La plupart de ces gastro-entérites sont d’origine virale. Les rotavirus sont responsables de plus de 50% des cas, surtout chez le nourrisson, tandis que les norovirus, souvent liés à une contamination alimentaire, surviennent à tout âge et sont source d’épidémies en collectivité. Dans une proportion bien moindre, on retrouve les adénovirus 40 et 41, les astrovirus et les sapovirus [2]. Parmi les étiologies bactériennes, Salmonella spp., Shigella spp. et Escherichia coli producteur de Shiga-toxines (STEC), Campylobacter spp. et Yersinia enterocolitica sont les pathogènes les plus fréquents [3]. Giardia intestinalis, Cryptosporidium spp. et Entamoeba histolytica sont les causes majeures des infections parasitaires [4] mais restent peu fréquents dans les pays industrialisés.
En bactériologie, la prescription d’une analyse de selles est justifiée devant une atteinte sévère, des signes de diarrhée inflammatoire ou dans certains contextes particuliers (immunodépression, voyage, syndrome cholériforme, hyperéosinophilie, …). Seuls des renseignements cliniques pertinents permettent d’orienter la recherche vers des pathogènes particuliers. Actuellement, l’absence de ces renseignements cliniques fait de la coproculture l’une des analyses les moins efficientes de la bactériologie : des études ont montré un rendement diagnostique de 1.5% à 5.6% et un coût par culture positive très élevé [5].

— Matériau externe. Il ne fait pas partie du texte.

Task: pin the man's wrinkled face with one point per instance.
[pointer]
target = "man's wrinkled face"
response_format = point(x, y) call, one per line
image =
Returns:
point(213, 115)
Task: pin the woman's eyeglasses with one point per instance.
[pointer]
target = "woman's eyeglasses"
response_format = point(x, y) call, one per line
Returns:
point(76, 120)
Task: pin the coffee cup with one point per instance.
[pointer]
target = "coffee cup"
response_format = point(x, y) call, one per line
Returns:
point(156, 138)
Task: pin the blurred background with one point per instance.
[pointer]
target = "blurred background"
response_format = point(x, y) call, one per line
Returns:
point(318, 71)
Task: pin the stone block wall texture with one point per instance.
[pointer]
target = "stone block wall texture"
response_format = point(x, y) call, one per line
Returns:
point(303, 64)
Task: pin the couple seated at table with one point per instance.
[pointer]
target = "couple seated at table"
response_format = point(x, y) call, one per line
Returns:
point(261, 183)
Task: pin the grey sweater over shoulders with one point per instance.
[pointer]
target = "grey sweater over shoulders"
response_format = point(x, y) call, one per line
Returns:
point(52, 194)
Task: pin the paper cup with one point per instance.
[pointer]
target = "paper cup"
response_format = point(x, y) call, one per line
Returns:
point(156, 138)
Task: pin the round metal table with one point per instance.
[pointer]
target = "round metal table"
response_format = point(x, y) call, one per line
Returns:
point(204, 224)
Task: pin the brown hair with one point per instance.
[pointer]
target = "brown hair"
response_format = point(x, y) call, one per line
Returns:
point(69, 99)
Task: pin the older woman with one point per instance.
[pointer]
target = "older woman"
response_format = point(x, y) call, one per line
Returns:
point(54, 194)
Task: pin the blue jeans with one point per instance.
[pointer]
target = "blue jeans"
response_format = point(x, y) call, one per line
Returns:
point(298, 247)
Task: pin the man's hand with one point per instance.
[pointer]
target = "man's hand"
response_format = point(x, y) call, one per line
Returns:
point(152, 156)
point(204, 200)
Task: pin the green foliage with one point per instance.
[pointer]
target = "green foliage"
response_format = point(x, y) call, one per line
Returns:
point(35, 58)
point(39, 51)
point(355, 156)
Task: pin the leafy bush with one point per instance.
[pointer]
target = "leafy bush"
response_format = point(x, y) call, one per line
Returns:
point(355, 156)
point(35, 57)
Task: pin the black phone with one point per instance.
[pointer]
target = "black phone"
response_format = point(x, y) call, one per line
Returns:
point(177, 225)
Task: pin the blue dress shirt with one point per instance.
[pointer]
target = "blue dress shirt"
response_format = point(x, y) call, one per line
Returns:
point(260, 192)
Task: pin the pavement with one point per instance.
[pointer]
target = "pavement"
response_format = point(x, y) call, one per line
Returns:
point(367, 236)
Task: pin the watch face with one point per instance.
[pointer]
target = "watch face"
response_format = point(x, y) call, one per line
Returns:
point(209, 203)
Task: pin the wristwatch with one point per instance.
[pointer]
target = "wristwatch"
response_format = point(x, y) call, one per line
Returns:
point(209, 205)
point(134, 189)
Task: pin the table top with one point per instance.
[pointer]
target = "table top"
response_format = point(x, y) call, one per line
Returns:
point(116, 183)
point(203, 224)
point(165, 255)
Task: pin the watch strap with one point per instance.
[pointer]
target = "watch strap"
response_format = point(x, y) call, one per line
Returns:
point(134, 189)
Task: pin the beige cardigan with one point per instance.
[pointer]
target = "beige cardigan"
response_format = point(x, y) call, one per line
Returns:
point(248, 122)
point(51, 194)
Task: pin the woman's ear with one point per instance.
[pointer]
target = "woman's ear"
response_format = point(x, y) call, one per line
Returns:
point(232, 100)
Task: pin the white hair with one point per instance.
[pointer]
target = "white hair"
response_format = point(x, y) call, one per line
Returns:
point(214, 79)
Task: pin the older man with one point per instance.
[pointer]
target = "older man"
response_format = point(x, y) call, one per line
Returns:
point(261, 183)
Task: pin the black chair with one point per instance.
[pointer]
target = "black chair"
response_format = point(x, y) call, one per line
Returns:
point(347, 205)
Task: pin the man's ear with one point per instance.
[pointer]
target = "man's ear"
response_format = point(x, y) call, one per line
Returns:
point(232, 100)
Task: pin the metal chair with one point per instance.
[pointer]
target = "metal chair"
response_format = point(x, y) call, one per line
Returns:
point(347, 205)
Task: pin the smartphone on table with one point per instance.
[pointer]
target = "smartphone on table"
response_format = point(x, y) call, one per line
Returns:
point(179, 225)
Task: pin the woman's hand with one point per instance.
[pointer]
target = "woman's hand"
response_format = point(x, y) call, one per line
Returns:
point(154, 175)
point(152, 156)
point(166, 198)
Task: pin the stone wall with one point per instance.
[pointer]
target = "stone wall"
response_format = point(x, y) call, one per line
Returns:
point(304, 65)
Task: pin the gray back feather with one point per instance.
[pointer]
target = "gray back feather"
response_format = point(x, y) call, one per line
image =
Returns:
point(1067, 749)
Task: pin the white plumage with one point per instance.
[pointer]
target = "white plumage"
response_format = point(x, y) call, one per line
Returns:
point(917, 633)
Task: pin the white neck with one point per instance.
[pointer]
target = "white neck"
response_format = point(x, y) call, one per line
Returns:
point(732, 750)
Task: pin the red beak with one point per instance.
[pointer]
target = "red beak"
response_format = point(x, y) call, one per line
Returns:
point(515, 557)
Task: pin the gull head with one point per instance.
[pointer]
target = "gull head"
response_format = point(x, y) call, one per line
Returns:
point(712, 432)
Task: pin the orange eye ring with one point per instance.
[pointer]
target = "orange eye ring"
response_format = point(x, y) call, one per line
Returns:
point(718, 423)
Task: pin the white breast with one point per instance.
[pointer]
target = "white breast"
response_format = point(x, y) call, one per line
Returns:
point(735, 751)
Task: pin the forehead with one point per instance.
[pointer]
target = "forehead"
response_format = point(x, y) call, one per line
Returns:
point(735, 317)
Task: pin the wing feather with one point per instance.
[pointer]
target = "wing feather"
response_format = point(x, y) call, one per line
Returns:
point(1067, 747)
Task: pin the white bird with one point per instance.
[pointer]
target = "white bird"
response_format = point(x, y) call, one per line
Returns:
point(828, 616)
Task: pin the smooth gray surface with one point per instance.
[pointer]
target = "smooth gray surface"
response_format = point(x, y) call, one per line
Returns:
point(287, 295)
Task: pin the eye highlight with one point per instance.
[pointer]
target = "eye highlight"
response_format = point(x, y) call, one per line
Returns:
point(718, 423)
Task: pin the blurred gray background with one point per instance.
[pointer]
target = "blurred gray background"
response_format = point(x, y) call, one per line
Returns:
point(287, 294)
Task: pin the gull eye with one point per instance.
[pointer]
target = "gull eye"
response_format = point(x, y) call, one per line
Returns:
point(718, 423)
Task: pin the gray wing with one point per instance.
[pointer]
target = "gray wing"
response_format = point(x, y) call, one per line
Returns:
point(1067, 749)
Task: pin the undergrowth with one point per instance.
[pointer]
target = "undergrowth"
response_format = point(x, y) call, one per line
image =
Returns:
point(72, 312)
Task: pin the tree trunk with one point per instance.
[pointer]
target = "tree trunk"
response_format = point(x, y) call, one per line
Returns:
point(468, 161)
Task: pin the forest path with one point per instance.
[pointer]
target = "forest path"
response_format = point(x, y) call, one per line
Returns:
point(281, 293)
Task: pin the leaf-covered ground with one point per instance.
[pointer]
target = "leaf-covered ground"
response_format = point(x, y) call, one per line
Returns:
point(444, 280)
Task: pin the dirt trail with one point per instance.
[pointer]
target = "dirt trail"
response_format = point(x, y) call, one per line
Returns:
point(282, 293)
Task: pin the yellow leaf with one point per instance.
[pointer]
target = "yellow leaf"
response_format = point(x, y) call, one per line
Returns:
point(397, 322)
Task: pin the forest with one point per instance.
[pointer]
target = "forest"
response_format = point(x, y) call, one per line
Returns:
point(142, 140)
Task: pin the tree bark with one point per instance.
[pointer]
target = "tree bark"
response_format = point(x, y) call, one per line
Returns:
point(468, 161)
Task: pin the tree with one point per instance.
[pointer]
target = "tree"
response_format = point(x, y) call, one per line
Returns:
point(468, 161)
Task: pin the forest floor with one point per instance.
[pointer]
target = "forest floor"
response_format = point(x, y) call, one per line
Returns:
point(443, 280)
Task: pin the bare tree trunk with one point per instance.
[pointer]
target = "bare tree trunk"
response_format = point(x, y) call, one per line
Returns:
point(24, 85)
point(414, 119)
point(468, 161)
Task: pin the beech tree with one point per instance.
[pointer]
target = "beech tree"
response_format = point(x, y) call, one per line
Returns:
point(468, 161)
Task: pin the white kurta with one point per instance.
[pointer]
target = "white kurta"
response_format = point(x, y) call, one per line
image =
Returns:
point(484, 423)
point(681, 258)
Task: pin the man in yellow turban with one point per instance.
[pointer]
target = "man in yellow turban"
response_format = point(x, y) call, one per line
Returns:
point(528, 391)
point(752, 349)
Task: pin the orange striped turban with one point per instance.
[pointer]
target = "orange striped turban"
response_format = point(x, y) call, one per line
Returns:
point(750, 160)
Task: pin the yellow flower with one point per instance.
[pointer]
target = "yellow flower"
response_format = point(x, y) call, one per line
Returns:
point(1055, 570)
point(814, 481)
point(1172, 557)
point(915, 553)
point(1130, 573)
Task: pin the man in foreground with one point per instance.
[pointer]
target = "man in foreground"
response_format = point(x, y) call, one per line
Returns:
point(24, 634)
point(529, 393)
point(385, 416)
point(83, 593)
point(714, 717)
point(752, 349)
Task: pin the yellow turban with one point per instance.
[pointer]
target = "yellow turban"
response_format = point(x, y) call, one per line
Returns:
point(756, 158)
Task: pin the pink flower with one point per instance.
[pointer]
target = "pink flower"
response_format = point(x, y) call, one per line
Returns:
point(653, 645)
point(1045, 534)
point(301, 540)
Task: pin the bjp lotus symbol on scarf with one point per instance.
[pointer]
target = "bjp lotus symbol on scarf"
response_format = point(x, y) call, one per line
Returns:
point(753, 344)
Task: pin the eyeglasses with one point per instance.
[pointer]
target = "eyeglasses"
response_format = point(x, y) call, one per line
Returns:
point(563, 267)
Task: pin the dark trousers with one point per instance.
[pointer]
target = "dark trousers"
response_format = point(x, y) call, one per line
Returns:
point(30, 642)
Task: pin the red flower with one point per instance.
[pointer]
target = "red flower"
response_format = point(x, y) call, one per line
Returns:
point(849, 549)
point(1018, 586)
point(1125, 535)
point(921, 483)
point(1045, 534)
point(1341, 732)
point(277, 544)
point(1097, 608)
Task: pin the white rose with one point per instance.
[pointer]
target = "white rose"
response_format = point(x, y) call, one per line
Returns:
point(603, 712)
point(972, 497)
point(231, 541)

L’utilisation des méthodes moléculaires pour la détection des entéro-pathogènes a montré une sensibilité supérieure aux méthodes conventionnelles [6-7], une réduction du temps de rendu des résultats (8) ainsi qu’une réduction globale au niveau des coûts de soins de santé [9].
Objectifs
Au laboratoire de microbiologie de la Clinique Saint-Pierre Ottignies, nous avons évalué le système BD MAX™ pour la recherche moléculaire des entéro-pathogènes (bactéries, parasites et virus) par comparaison aux méthodes conventionnelles utilisées afin de déterminer la place d’un tel automate en routine, tout en mettant en évidence ses avantages mais également ses inconvénients.
Matériels et méthodes
Echantillons
L’étude a été réalisée rétrospectivement sur une collection de selles molles ou liquides (n = 77) de patients adultes et pédiatriques issues de la routine, accompagnées d’une prescription de recherche de pathogènes gastro-intestinaux (coproculture, recherche virale ou parasitaire). Les techniques conventionnelles ont été réalisées au moment de la réception de l’échantillon, puis les échantillons ont été conservés à - 80°C dans un récipient stérile sans conservateur pour que les panels PCR puissent être réalisés ultérieurement et en même temps. La totalité des échantillons n’a pas été testée avec tous les panels mais une sélection a à chaque fois été réalisée pour challenger le panel de la manière la plus intéressante en fonction des résultats antérieurs obtenus par les techniques conventionnelles.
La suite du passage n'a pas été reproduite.